Súmese a todo ello la oportunidad de negocio, que nunca debe soslayarse en estos casos. El Concierto de Año Nuevo estará dedicado esta vez, sobre todo, a Ludwig van Beethoven al cumplirse en el 2020 el 250 aniversario de su nacimiento. En octubre, el sello discográfico Deutsche Grammophon puso ya en circulación una nueva integral de las nueve sinfonías de este compositor a cargo, precisamente, de la Filarmónica de Viena con Nelsons como supremo oficiante. Y en los próximos meses, la orquesta austríaca y el director letón comenzarán una gira por varias ciudades europeas (no busquen en Galicia, que lleva casi una década condenada a no recibir visita alguna de orquestas relevantes) en la que el plato principal será, sí, Beethoven. Todo queda en casa.

Lo dicho, este será sin duda el más beethoveniano de los conciertos de Año Nuevo a partir del mismo programa, que incluye una obra del propio autor (Doce contradanzas) y varios guiños de algunos de los compositores más habituales en esta cita. «¡Abrazaos millones!» bien podría ser el lema de la campaña de nuestra lotería navideña, pero resulta ser uno de los más célebres versos de la Oda a la alegría de Schiller que Beethoven reproduce al final de su célebre Novena sinfonía, y que también sirvió de inspiración a Johann Strauss el joven para una de las piezas que ahora se escucharán, en primicia, en este concierto.

Lo mismo que la fraternidad universal, las apelaciones al amor estarán muy presentes en el evento más popular de la música clásica, con obras como Recuerdos de amor de Josef Strauss y la polca francesa Cupido de su famoso y prolífico hijo. Será «porque el amor es el fundamento de la democracia», como dijo el gran Leonard Cohen.

La grabación puede encargarse ya en varios soportes, incluido el disco de vinilo

Por primera vez una español se encargará de coreografiar las actuaciones del Ballet de la Opera de Viena en los números danzados que se ofrecerán durante el concierto. El ex director de la Compañía Nacional de Danza y ex bailarín estrella de la Ópera de París, José Carlos Martínez, ha sido el elegido esta vez.

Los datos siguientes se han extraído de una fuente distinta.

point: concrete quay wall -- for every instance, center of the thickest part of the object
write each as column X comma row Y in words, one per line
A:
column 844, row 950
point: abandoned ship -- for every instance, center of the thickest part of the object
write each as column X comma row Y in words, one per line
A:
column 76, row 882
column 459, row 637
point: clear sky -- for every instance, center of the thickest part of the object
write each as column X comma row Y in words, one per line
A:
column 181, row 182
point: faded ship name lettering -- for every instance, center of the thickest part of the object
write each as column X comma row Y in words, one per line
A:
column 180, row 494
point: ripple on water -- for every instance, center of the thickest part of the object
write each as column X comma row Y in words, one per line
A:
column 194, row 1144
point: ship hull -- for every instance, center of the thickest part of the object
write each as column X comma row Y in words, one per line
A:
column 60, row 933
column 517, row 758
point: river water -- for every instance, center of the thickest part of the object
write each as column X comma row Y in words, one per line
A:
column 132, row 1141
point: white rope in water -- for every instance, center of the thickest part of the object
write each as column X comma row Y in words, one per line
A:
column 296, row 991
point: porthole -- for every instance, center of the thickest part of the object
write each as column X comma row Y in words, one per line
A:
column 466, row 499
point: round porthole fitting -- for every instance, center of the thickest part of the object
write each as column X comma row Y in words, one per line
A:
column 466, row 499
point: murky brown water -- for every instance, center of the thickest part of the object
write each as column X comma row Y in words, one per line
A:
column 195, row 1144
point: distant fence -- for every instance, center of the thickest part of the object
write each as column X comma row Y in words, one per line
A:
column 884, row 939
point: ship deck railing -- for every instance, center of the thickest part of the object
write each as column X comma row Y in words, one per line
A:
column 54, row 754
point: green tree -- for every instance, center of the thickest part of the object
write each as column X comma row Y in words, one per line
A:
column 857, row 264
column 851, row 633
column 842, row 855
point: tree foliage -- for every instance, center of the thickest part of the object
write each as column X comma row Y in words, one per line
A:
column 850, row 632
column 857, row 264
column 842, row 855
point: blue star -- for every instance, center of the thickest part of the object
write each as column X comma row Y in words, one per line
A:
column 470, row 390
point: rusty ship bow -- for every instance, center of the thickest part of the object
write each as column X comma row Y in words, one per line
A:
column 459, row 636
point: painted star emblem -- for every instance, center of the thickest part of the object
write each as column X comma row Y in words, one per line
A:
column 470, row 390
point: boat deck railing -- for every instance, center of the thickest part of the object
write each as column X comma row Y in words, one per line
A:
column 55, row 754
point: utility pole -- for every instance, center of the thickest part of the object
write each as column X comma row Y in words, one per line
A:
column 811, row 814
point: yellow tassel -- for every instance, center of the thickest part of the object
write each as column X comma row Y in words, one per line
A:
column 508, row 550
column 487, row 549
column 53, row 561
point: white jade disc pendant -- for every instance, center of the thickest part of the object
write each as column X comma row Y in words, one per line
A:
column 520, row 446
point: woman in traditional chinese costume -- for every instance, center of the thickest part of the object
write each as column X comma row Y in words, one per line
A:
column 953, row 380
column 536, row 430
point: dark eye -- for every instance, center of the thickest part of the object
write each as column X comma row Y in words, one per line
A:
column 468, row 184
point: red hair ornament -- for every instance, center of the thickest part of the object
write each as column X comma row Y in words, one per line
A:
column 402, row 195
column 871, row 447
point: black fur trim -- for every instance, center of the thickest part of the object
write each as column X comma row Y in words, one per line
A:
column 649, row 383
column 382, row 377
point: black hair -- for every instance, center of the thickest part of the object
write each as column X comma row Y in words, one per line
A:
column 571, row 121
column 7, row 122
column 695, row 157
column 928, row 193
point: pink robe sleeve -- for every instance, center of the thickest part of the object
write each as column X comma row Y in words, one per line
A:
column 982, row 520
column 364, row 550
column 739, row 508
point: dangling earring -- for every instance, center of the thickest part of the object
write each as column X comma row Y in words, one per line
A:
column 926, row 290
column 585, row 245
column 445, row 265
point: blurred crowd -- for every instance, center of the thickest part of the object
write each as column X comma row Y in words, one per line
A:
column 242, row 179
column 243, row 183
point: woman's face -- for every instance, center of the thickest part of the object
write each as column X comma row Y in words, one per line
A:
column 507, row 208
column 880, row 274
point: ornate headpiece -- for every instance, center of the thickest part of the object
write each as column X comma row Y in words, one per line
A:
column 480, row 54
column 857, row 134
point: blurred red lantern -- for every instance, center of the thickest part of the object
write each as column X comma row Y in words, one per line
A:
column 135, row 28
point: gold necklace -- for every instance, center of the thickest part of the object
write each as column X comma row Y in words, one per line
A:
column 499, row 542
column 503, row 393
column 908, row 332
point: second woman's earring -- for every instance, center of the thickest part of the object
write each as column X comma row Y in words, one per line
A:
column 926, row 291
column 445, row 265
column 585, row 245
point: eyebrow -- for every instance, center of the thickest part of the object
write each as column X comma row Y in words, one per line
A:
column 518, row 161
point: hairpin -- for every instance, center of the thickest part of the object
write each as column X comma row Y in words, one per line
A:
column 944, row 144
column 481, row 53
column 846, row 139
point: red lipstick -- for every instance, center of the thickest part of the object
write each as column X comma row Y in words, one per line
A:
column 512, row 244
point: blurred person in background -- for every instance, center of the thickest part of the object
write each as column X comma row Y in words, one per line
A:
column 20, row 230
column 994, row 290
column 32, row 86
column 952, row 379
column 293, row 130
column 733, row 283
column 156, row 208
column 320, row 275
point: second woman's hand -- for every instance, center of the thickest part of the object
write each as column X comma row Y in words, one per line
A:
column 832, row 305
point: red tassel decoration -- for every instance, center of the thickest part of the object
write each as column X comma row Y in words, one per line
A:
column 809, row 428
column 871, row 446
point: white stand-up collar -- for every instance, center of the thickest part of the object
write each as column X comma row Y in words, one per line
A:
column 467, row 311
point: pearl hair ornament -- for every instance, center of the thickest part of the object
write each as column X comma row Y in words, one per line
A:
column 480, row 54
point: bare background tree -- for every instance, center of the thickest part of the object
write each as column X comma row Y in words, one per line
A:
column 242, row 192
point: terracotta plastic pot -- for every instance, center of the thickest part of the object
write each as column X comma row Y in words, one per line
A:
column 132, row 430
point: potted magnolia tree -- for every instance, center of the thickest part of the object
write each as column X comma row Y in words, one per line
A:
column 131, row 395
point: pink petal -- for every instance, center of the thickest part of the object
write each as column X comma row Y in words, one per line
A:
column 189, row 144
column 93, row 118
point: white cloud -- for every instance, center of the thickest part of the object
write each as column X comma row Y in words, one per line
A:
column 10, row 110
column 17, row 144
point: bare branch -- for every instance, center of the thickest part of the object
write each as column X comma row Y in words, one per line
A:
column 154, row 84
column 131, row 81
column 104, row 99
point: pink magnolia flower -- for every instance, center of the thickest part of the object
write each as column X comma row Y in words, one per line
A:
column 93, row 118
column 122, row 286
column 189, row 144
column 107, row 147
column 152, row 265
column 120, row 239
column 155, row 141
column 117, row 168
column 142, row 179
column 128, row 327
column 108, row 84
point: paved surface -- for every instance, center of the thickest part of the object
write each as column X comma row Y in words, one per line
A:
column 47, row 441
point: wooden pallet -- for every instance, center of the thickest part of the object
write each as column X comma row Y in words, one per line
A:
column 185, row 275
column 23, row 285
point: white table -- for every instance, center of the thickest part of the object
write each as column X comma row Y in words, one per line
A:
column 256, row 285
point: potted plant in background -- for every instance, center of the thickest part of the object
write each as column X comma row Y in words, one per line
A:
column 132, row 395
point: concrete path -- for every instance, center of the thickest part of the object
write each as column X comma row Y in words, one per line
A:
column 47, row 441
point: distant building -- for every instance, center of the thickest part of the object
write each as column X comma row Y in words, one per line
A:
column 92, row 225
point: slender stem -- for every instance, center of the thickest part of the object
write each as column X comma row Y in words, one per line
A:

Una de esas piezas serán las Doce contradanzas de Beethoven, compositor que también centrará el documental que suele ofrecerse durante el descanso del concierto para quienes lo sigan por televisión.

La pieza audiovisual efectuará un recorrido por los lugares en los que el compositor residió durante sus estancias en Viena, donde se estableció por primera vez en 1787 para estudiar con Mozart, con música del propio autor interpretada por distintos conjuntos de cámara formados por músicos de la Filarmónica vienesa. 

Retransmisión española

Tras la desaparición del añorado Pérez de Arteaga, Martin Llade, una de las voces más reconocibles de Radio Clásica, volverá a ser ahora el comentarista de la retransmisión televisiva en La Primera de TVE. La gran cita vienesa con la música de los Strauss reúne ante el televisor a una media de cuarenta millones de espectadores en todo el mundo.

La página oficial de Sony ya ofrece estos días la posibilidad de encargar la grabación del concierto en varios soportes, disponible a partir del 3 de enero. El formato con el precio más caro es… el vinilo, la nostalgia se paga.